The research team, working in laboratories in Canada, Britain, and
France, began by scanning the DNA of about 700 diabetes patients and
700 healthy patients, according to Dr. Constantin Polychronakos , a
member of the team who is a professor of pediatrics and human genetics
at McGill University Health Centre in Montreal. New chips that can
scan large amounts of DNA enabled this step. Technicians load a
patient sample into a tiny well on the chip, and the chip reads the
DNA code at hundreds of thousands of locations at once and sends the
results to a computer. The computer then generates a long list of
genetic differences between diabetics and healthy people.
However, the initial list typically contains false positives --
genetic differences between the sick and healthy patients that show up
by chance. So the team selected the 60 most striking genetic
differences, and looked to see whether they were associated with the
disease in a different, larger population of healthy and diabetic
patients, Polychronakos said. This generated the results announced
yesterday.
One of the genes the team turned up had already been linked to type 2
diabetes. Another gene is active only in the cells that make insulin,
and is known to be involved in helping the cell process zinc, which
plays a crucial role in insulin production.

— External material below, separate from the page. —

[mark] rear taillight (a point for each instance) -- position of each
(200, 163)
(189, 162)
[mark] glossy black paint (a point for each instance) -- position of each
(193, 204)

A third gene is a mystery.
And the test pointed to an association with two other areas of the
genome that have several genes, including some involved in the cells
that make insulin.
Three other teams are preparing to announce results from similar
searches for genes involved in diabetes, according to Dr. David
Altshuler , a scientist at Mass. General, Harvard Medical School, and
the Broad Institute of MIT and Harvard. Altshuler, who is involved in
an independent study known as the Diabetes Genetics Initiative, said
that the results from all four independent studies could be combined
to generate an even clearer picture of the genetics underlying the
disease.
On Friday, the diabetes initiative posted initial results from scans
of 1,500 diabetics and 1,500 healthy patients. The data lists the
association of genes with type 2 diabetes, but also with a range of
other related risk factors, such as obesity. A full peer-reviewed
report, including the follow-up work needed to verify the
associations, will be published soon, Altshuler said. The initiative
is made up of the Broad Institute, Novartis, and Lund University in
Sweden.
One of the most important applications for the research, scientists
said, could be to help break down type 2 diabetes into subcategories,
each with its own genetic signature. It would then be possible to test
various treatments -- from diet changes to drugs -- on the different
kinds of diabetes, according to Dr. David M. Nathan , director of the
diabetes center at Mass. General. However, Nathan cautioned, patients
should not take zinc supplements or otherwise change their medications
based on the new work.
Polychronakos said his team would have more results as well. Thousands
of potentially linked genes identified in the first phase of the study
need to be checked in a second group of people. The vast majority of
the genes will probably not turn out to be linked, he said, but many
will.
"This is a big breakthrough," he said, "but it is only the tip of the iceberg."